Why your Google Business Profile matters more than your website
For most UK private care homes, the Google Business Profile drives more family enquiries than the website does. When someone searches "care homes near me" or "care home in [town]" on a phone, the map pack appears first, often filling the visible screen before any organic result loads. A complete, active profile is the single highest-leverage piece of local marketing you can own.
Step 1: claim or create the profile
Search your registered care home name on Google Maps. One of three things will happen:
- A profile exists and is unclaimed. Click "Claim this business" and verify ownership.
- A profile exists and is claimed by a previous manager or agency. Request access through Google's official transfer process.
- Nothing exists. Go to business.google.com and create a new one.
Verification is usually by postcard to the registered address (5-10 working days) or by phone. Do not use a personal Google account; create or use a business Google account so the profile can be passed between staff without losing access.
Step 2: nail the core information
These fields drive ranking and trust more than any other:
- Name: your registered home name exactly as it appears on CQC and your signage. Do not stuff keywords ("Sunnydale Care Home, Best Dementia Care in Bath") — Google will suspend the profile.
- Address: full registered postal address, identical to your website footer, CQC listing and carehome.co.uk entry.
- Phone: a real, answered number. Tracked phone numbers can be used but the main number must also remain visible somewhere.
- Website: your home's specific page, not the parent group homepage.
- Hours: 24/7 for a residential care home. Set holiday hours for the office or admissions team if those differ.
Step 3: pick the right category
Primary category is the single biggest ranking lever. Pick the one that matches your CQC registration:
- Nursing home — for nursing-registered care.
- Retirement home — for residential care without nursing.
- Hospice — only if you are registered as a hospice.
Then add secondary categories that reflect everything else you do: Assisted living facility, Dementia care, Respite care, Day care center. Each secondary category adds search terms you can appear for without diluting your primary signal.

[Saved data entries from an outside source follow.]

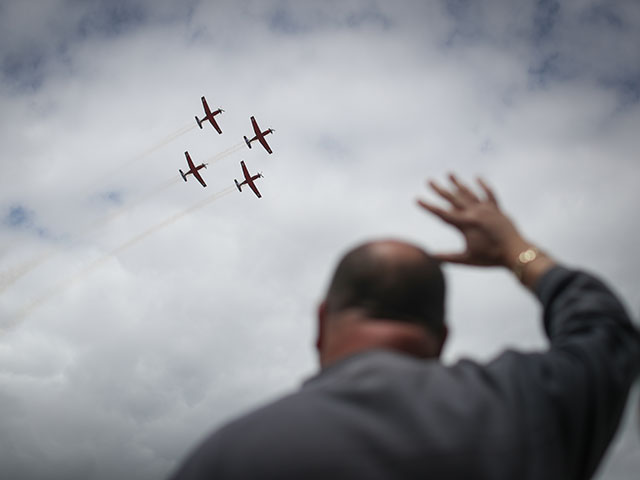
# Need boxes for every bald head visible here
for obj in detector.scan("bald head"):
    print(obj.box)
[324,240,446,335]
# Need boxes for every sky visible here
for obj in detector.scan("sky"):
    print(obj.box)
[0,0,639,478]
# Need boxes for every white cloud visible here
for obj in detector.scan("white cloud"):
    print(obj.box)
[0,1,638,479]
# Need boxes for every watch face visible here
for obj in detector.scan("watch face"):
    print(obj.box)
[518,248,537,264]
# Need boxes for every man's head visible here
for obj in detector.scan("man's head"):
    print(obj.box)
[317,239,447,367]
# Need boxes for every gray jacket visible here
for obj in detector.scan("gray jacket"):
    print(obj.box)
[170,267,640,479]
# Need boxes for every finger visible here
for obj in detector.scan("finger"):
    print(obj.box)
[428,180,465,210]
[432,251,472,264]
[449,174,480,204]
[476,177,499,206]
[416,199,464,226]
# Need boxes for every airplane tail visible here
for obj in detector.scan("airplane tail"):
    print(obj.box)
[234,179,242,192]
[195,116,203,129]
[179,169,187,182]
[244,136,252,149]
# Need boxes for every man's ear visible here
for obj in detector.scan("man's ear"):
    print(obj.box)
[316,300,328,352]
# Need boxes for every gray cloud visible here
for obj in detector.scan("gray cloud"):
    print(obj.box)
[439,0,640,104]
[0,0,198,91]
[0,1,638,479]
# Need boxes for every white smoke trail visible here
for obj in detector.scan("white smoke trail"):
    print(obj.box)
[133,123,197,161]
[3,185,236,332]
[91,122,197,189]
[0,126,241,300]
[0,251,54,294]
[0,177,181,295]
[85,176,181,233]
[205,142,245,164]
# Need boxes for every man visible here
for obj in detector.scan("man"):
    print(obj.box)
[170,174,640,479]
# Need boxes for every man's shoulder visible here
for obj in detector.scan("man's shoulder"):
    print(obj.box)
[220,349,508,437]
[213,351,426,439]
[172,349,543,479]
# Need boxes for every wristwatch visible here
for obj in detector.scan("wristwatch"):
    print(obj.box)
[513,247,539,280]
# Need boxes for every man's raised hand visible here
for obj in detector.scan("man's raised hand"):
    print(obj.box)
[417,174,529,268]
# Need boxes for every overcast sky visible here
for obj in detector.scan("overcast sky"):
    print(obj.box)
[1,1,639,479]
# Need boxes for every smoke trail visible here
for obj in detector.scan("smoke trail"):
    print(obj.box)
[3,186,236,332]
[0,129,238,297]
[82,185,235,275]
[0,177,181,295]
[92,122,197,189]
[133,123,197,161]
[205,142,245,164]
[0,251,54,294]
[0,123,229,295]
[84,176,181,232]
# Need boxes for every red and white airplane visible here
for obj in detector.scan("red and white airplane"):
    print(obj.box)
[243,116,275,154]
[195,96,224,134]
[234,160,263,198]
[179,151,208,187]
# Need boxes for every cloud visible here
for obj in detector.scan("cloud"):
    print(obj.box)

Step 4: services, attributes and the from-the-business description
List every service you provide as a separate Service in the profile (Residential, Nursing, Dementia, Respite, Palliative, End-of-life). Add attributes families search by: wheelchair accessible, parking, garden, on-site GP visits, hairdresser, pets welcome.
The "from the business" description is 750 characters. Use them well: who you care for, the registration you hold, what makes the experience for residents different. Avoid clichés ("home from home", "we treat everyone like family"). Be specific.
Step 5: photos — the bit most homes get wrong
Google's data consistently shows profiles with 100+ photos earn 2-3x more direction requests and calls than those with 10-20. Aim for a steady drip rather than one big upload. Mix six types:
- Exterior — front entrance, signage, parking, garden in different seasons.
- Communal areas — lounges, dining room, activity rooms, hallways.
- Bedrooms — at least three room types, made up and lived-in.
- Food — meals as actually served, not stock photography.
- Activities — residents engaged in real activity, with signed consent for anyone identifiable.
- Team — managers, key carers, the chef, the maintenance lead.
Refresh weekly. Avoid stock photos at all costs. Families can tell.
Step 6: a weekly posting habit
Posts are short updates that appear on your profile and signal an active business. Once a week is plenty. Rotate the types:
- Events: open days, family afternoon tea, charity coffee mornings.
- Offers: respite stays available, short-term beds.
- Updates: garden refurb, new minibus, recruitment milestones.
- Highlights: photo of the week (with consent), staff anniversary, CQC inspection result.
Each post needs a real photo, two to three sentences, and a clear call-to-action button.
Step 7: the review programme
Reviews are the single biggest trust signal and a major ranking factor. The pattern of homes that consistently win their local map pack: 40-150 Google reviews, 4.6+ average, at least one new review in the last 30 days.
Build a structured ask:
- After a successful admission (week 2 family check-in).
- After every six-monthly family review meeting.
- After a milestone moment (birthday, family party, end-of-life care delivered well).
Send the review link by text the same day. Reply to every review — positive ones with warmth, negative ones with calm professionalism, without disclosing anything identifiable.
Step 8: Q&A and messaging
The Q&A section is public and anyone can answer. If you do not seed it, random users will. Add the five most common family questions and answer them yourself: fees, visiting hours, dementia provision, food, parking. Turn on messaging if you can commit to a same-day reply.
What to do if your profile gets suspended
Suspensions usually come from keyword-stuffed names, fake addresses, inconsistent details across the web, or a sudden review spike. If suspended, fix the trigger first (correct the name, align the address, remove any incentivised reviews), then file a reinstatement request through the official Business Profile help form. Reinstatement typically takes 5-14 days.
Measuring impact
The Google Business Profile dashboard shows three numbers that matter: profile views, direction requests, and calls. Track all three monthly. A well-optimised profile in a typical UK town will produce 10-40 direct phone calls a month — most of which never visit your website.